Sejak awal hingga pertengahan abad XX perusahaan multinasional Jepang seperti Sony, Toyota, Panasonic, Mitsubishi Electric, dan Hitachi memiliki pusat R&D yang sangat maju.
Di Korea Selatan, KAIST (Korea Advanced Institute of Science & Technology) didirikan tahun 1971, berfokus pada sains dan teknologi. Ini adalah salah satu lembaga utama yang mendorong inovasi di negara tersebut.
Sejak 1970-1980, Samsung, LG, dan Hyundai Motor Company memiliki pusat R&D yang sangat besar dan berpengaruh. Lotte R&D Center didirikan pada bulan Juni 1983, menjadi lembaga penelitian terbaik untuk produk makanan di Korea Selatan.
DI Taiwan, ITRI (Industrial Technology Research Institute) didirikan tahun 1973, memainkan peran penting dalam mendorong inovasi industri di berbagai bidang termasuk teknologi informasi dan komunikasi, semikonduktor, dan energi hijau.
TSMC (Taiwan Semiconductor Manufacturing Company) adalah perusahaan swasta, mereka memiliki pusat R&D sangat besar dan menjadi pemimpin global dalam industri semikonduktor. Investasi R&D mereka sangat signifikan untuk terus mengembangkan teknologi chip. TSMC didirikan pada tahun 1987.
Berkaca dari negara-negara maju diatas, visi keunggulan kompetitif negara-bangsa sudah disiapkan sejak puluhan tahun melalui investasi dibidang R&D yang juga melibatkan perguruan tinggi dan perusahaan.
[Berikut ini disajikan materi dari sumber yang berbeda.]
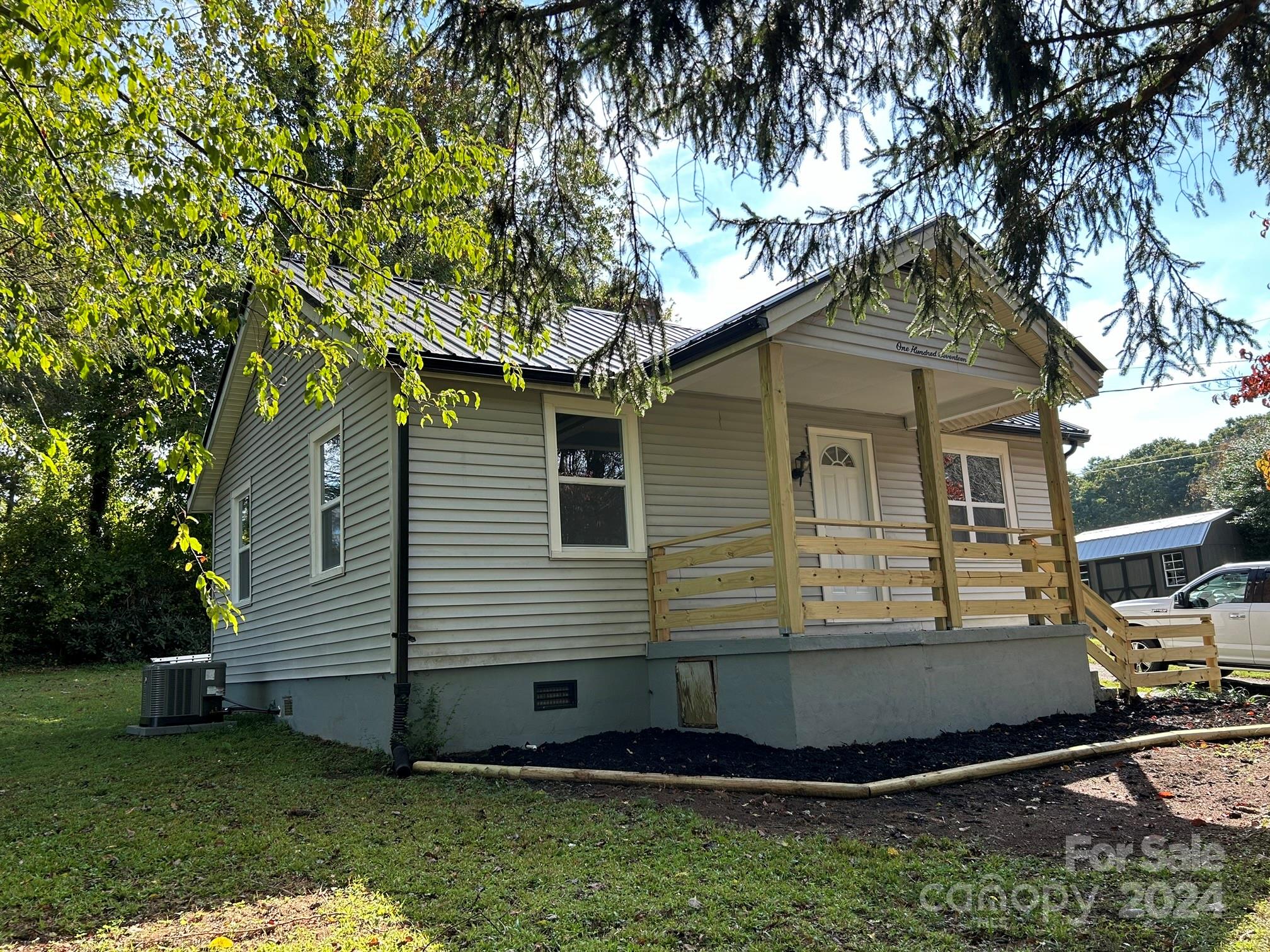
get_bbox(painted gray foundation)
[411,657,648,750]
[648,625,1094,747]
[226,625,1094,751]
Saat ini Indonesia masih ‘di sini’, dan negara maju sudah ‘disana’ karena konsistensi terhadap visi misi jadi negara-bangsa unggul dengan mengandalkan R&D (kecuali teknologi dirgantara PT. DI dan teknologi pertahanan PT PINDAD patut diacungi jempol walau harus terus didukung total).
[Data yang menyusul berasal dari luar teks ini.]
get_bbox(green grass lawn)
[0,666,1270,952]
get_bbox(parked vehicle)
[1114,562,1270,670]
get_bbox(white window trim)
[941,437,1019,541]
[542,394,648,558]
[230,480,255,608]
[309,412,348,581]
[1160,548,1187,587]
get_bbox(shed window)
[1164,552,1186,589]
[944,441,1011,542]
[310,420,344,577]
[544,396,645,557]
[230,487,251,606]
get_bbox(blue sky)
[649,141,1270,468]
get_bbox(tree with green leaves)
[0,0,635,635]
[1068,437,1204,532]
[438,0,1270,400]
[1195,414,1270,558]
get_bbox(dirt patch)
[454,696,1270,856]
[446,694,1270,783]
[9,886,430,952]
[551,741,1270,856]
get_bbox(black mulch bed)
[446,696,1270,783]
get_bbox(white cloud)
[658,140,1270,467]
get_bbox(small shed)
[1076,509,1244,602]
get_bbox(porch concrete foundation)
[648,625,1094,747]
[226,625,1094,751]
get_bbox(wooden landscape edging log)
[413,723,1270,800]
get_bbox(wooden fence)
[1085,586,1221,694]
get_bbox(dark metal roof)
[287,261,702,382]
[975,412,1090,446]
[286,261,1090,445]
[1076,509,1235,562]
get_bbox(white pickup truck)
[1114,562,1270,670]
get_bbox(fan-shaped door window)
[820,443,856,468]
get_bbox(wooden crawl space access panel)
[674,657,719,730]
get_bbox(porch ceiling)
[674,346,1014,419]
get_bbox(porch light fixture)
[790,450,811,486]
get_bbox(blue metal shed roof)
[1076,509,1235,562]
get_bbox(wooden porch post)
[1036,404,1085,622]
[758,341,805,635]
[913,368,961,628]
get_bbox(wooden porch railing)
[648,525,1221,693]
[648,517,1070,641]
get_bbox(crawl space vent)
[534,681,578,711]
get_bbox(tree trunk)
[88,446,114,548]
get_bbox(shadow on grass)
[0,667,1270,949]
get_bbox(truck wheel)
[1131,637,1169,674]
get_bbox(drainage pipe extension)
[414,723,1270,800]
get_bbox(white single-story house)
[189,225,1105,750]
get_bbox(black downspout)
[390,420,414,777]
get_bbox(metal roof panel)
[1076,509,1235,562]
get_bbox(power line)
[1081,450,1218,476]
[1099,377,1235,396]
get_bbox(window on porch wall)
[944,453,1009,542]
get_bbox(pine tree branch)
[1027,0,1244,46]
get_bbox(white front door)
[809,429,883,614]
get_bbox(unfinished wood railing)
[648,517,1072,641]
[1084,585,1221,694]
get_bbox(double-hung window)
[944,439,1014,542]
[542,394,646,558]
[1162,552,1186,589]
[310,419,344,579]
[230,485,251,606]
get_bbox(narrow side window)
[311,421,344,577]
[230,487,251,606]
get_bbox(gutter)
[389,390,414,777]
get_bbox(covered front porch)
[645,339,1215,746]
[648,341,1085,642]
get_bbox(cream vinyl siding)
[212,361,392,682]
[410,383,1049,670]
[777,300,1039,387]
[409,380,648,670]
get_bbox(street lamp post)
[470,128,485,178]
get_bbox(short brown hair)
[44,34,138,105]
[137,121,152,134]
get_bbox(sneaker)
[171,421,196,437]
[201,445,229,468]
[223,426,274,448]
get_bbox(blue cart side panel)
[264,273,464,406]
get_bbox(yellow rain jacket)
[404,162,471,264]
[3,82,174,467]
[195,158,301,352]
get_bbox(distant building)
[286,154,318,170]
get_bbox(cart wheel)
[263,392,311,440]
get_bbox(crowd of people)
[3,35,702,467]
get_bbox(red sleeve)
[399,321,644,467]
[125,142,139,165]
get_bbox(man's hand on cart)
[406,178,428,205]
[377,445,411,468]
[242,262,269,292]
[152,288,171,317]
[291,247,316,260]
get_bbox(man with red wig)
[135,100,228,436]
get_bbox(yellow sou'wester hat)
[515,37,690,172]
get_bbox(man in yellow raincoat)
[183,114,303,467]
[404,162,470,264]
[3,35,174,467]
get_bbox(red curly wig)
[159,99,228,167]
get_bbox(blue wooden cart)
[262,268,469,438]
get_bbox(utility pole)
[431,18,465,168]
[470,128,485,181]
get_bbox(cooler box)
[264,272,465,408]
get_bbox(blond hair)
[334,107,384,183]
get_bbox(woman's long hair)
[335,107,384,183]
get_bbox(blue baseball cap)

Tapi kalau melihat situasi perpolitikan dan peran partai politiki saat ini yang masih ‘letoy’ dalam melahirkan political will yang kuat untuk menjadi negara-bangsa maju, miris juga rasanya. Masak harus bikin partai Teknologi Indonesia? Tetapi walaupun terlambat lebih baik dimulai dari sekarang, menggenjot percepatan transformasi teknologi, dan penerapannya disemua aspek kehidupan. Masak masih suka bermain petak-umpet post-truth dalam mengelola negara ini? Melompat bro! Jangan ‘mbrangkang’! (istilah Jawa untuk merangkak terseok-seok, karena kebanyakan pansos, omon-omon dan sibuk cari kekayaan diri).